Da für einige pharmazeutische Wirkstoffe toxikologische Auswirkungen bekannt sind und teilweise ihre Umweltwirkung bereits nachgewiesen wurden beziehungsweise nicht ausgeschlossen werden können, rücken diese Rückstände von Mikroschadstoffen im Wasser zunehmend ins öffentliche Visier. Auf verschiedenen Ebenen wird versucht, diese Belastungen zu verringern. Auch das RWTH-Institut für Siedlungswasserwirtschaft Aachen mit dem Kurznamen ISA untersucht in diesem Rahmen Verfahren und Verfahrenskombinationen vom Labormaßstab bis hin zur Großtechnik.

Schwerpunkte der Aachener Forschung sind die Bestimmung der Effizienz der Verfahren und der optimalen Betriebseinstellungen wie etwa Verweilzeit, Kontaktzeit oder Dosis.

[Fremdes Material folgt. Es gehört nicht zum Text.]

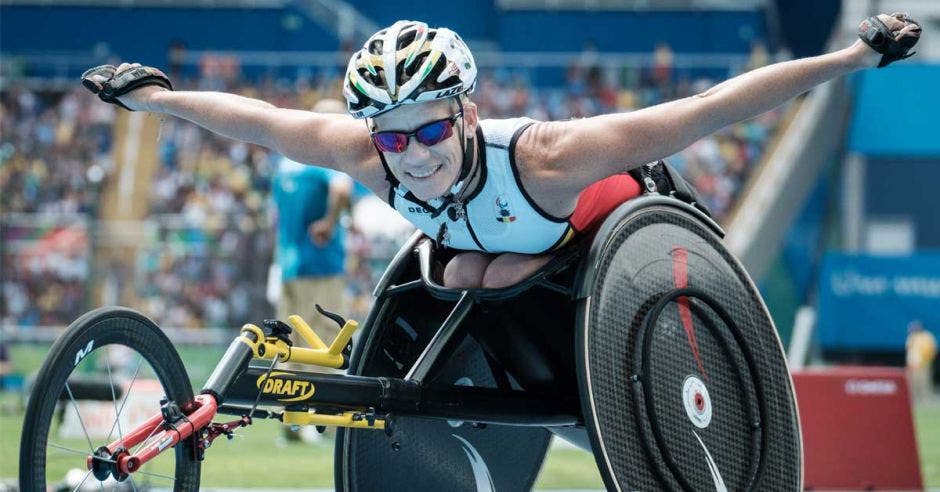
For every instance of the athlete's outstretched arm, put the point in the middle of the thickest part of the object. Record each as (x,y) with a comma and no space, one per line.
(329,140)
(577,153)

Auch Fragen der Prozessführung und der Integration neuartiger Verfahren in den Kläranlagenprozess stehen im Mittelpunkt. Bei Oxidationsverfahren sind beispielsweise der Ozoneintrag und eine ausreichende Reaktionszeit von großer Bedeutung für die Effizienz. Ozon ist sehr instabil, es wird erst kurz vor seiner Anwendung auf der Kläranlage erzeugt und direkt in Kontakt mit dem Abwasser gebracht.

In der Anlage Aachen-Soers begleitet das ISA wissenschaftlich die großtechnische Ozonbehandlung erstmalig mit dem gesamten Volumenstrom einer Kläranlage. Neben den ingenieurwissenschaftlichen Themen steht im Institut auch die Identifizierung von unbekannten Umwandlungsprodukten dieser Mikroschadstoffe im Fokus.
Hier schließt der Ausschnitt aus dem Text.